Protestaktion in Dhaka gegen die Hinrichtungen von acht Bangladeschern in Saudi-Arabien am 15. 10. 2011 Foto: Andrew Biraj/reuters

BERLIN taz | In Saudi-Arabien steigt nach Angaben der Menschenrechtsorganisation Amnesty International (AI) die Zahl der Hinrichtungen. So wurden allein in den ersten sechs Monaten dieses Jahres mindestens 102 Personen hingerichtet. Demgegenüber lag die Zahl im gesamten Vorjahr bei 90 Personen.

Saudi-Arabien ist weltweit eines der Länder mit den meisten Hinrichtungen, nur in China und dem Iran liegt die Zahl noch höher. Dies geht aus einem 44-seitigen Bericht mit dem Titel „Töten im Namen der Justiz – Todesstrafe in Saudi-Arabien“ hervor, den AI am Dienstag veröffentlichte. In dem konservativen Königreich wird die Todesstrafe nicht nur im Falle von Kapitalverbrechen verhängt.
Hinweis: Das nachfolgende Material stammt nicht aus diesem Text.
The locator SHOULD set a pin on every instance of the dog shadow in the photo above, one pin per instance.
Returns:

Besonders stark stieg die Zahl der wegen Drogendelikten Hingerichteten – von vier Prozent 2010/2011 auf 32 Prozent 2013 und 47 Prozent 2014. Auch Apostasie (Gottesleugnung), Ehebruch, bewaffneter Raub, Vergewaltigung und Hexerei können mit dem Tod bestraft werden.

Der Bericht beklagt überdies, dass Angeklagte häufig keinerlei Zugang zu einem Anwalt haben, Geständnisse in manchen Fällen unter Folter stattfinden und die Angehörigen häufig nicht über die Hinrichtung informiert werden. Zudem handelt es sich bei fast der Hälfte aller Hingerichteten um Arbeitsmigranten, die oft nicht gut Arabisch sprechen.

Die saudischen Behörden weisen Kritik an ihrer Hinrichtungspraxis zurück. Sie argumentieren, die Praxis entspräche der Scharia, dem islamischen Recht, und werde nur bei Schwerverbrechen angewandt. Da es in Saudi-Arabien kein Strafgesetzbuch gibt, bleibt laut AI die Definition von Verbrechen und Strafen vage und offen für Interpretationen.

Für den Bericht untersuchte AI 20 Fälle von Todesurteilen und Hinrichtungen seit 2013. Dabei erhielt die Organisation ihre Informationen entweder direkt von den zu Tode Verurteilten, ihren Anwälten, Verwandten oder aus Gerichtsunterlagen.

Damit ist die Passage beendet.